Без дальнейших уточнений заметим: и вся культура «серебряного века» пародийна, ибо вся — цитатна. Гротескные образы для нее сплошь и рядом реальнее живых людей. Самые изощренные философы полагают тут Смердякова или Передонова инакомыслящими ораторами. И никто не усомнится искать протагонистов среди персонажей вроде Козьмы Пруткова или капитана Лебядкина. Во всяком случае по отношению к подобным героям модернизм неустанно играет на повышение.
Когда б не сны.
В случае Набокова, в его художественной системе сон есть преодоление цитаты, способ уничтожения подобий, выход к собственному нетиражированному бытию, обретение «я». Того самого, что обладает памятью, превосходящей словарный и образный запас языка, на котором это «я» себя выражает. Выражение — продукт невыраженного, таящегося в сне, того, что «пригрезилось».
Если искусство что-либо и тиражирует, то как раз дубляжу неподвластное: паузу, зазор между бывшим и небывшим. Иначе говоря, искусство в чистом виде есть выражение вневременной длительности, верифицированный сон. О чем и пишутся лучшие стихи:
Бывают ночи: только лягу,
в Россию поплывет кровать;
и вот ведут меня к оврагу,
ведут к оврагу убивать.
[7]Россия, рвы и овраги которой завалены трупами, — обычная картина времен гражданской войны, тысячу раз изображенная художниками, и ни красные, ни белые, ни модернисты, ни традиционалисты ничего поэтического в ней справедливо не находили.
Не то у Набокова:
Но сердце, как бы ты хотело,
чтоб это вправду было так:
Россия, звезды, ночь расстрела
и весь в черемухе овраг.
Никакой человек, никакой Набоков ради этой роскоши на расстрел не отправится. Да речь здесь, вопреки фабуле, ни о каком расстреле и не идет. В этих строчках раскрывается доминирующий художественный принцип Набокова. Его, можно сказать, идеал: сделать осязаемой мысль, локализованную в вымысле, а не в житейской логике. Прошлое для него ценно лишь в той степени, в какой оно содержит вневременное настоящее. Волшебство искусства, по его собственным словам, — «другое, другое, другое».[8]

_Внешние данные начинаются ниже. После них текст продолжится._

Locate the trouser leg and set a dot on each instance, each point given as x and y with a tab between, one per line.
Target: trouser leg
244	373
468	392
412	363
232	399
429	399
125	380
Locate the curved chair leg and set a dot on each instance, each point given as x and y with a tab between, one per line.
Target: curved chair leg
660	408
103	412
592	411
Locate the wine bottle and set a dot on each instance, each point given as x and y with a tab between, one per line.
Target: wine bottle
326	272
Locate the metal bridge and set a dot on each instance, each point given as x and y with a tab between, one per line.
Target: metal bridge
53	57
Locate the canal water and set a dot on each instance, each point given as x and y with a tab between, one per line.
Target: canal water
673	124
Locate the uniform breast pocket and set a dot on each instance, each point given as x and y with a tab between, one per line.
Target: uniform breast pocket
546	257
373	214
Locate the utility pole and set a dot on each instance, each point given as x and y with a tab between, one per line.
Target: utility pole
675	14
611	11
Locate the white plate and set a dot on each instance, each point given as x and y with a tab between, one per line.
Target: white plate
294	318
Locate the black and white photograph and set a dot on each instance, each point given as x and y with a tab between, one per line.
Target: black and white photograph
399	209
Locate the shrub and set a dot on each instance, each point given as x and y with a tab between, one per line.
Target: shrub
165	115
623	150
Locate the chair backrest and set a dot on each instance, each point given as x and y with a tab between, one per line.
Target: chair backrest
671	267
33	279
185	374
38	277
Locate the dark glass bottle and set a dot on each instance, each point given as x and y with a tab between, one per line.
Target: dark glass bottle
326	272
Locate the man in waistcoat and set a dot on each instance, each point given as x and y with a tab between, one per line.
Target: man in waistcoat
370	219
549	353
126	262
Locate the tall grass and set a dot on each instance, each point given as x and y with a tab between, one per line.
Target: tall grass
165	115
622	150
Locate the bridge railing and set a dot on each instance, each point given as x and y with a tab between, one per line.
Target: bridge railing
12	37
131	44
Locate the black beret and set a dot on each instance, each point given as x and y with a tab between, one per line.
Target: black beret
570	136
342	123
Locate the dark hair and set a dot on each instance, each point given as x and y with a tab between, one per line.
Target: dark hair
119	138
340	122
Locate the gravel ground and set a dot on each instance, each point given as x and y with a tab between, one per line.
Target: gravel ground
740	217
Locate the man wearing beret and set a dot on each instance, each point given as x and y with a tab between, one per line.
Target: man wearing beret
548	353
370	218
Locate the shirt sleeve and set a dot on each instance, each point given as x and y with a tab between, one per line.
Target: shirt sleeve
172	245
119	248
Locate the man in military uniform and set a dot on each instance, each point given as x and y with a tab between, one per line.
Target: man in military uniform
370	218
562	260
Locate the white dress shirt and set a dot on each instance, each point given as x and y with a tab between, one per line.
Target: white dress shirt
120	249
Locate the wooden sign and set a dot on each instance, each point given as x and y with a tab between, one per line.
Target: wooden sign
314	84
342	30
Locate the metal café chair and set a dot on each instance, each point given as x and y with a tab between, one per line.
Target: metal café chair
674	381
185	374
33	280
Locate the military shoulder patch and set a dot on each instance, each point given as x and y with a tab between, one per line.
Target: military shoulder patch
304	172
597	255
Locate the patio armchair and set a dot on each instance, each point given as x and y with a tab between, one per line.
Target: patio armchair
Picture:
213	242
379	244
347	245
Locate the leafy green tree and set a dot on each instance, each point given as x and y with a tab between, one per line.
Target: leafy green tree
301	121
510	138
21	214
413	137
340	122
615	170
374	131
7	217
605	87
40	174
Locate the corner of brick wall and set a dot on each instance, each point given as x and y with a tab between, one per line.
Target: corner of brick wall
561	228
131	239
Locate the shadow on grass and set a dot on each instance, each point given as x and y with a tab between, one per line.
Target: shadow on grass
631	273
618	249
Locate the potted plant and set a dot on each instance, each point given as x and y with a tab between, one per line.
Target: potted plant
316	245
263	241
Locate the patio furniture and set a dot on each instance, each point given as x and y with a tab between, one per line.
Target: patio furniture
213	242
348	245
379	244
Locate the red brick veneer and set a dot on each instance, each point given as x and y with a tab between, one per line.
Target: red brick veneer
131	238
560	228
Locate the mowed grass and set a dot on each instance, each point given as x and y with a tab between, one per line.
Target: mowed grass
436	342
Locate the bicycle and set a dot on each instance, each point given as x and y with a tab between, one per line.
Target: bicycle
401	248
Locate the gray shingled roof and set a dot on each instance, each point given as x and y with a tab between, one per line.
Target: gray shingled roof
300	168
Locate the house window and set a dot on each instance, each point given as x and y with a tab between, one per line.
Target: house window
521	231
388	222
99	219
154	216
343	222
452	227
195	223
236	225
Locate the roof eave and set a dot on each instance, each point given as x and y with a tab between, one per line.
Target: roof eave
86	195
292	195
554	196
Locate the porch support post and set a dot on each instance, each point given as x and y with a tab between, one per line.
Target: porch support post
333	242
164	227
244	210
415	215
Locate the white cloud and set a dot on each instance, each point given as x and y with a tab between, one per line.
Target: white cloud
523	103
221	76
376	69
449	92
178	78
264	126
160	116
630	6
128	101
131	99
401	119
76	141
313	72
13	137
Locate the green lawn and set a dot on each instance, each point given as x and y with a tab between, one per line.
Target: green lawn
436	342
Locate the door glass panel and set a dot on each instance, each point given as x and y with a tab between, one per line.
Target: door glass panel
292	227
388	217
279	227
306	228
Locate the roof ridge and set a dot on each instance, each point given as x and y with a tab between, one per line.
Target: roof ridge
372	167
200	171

Боже упаси подумать, что Набоков воссоздает в написанном собственные сновидения, поставляя материал для психоаналитиков. Нет. Но при помощи «другого» куется мощное оружие для исполнения долга художника: иметь власть делать бывшее небывшим, устранять смерть, воскрешать мертвых. Как это и описывается в стихотворении «Сновидение» (1927):
Как благодарен силам неземным,
что могут мертвые нам сниться!
Как этим сном, событием ночным,
душа смятенная гордится.
Сон у Набокова — это художественный способ прорыва к «другому», попытка это «другое» обозначить, вызванная в том числе и личным многоуровневым типом восприимчивости. В «Других берегах» она названа «просачиванием и смешением чувств». Для того чтобы их органично структурировать, нужна система выражения, подобная сну. Лишь из него можно извлечь «стройную действительность прошедшей и предстоящей яви», как говорится в тех же «Других берегах» о людях, «дневное мышление которых особенно неуимчиво» (IV, 150). Например, в стихотворении Набокова «Мать» (о нем — дальше) апостол «сквозь сон» осязает «прошедшую и предстоящую явь»: «стенанья и сомненья» Марии, ставшие откровением — с точки зрения поэта — по отношению ко всему христианскому миропониманию, к его этике в целом.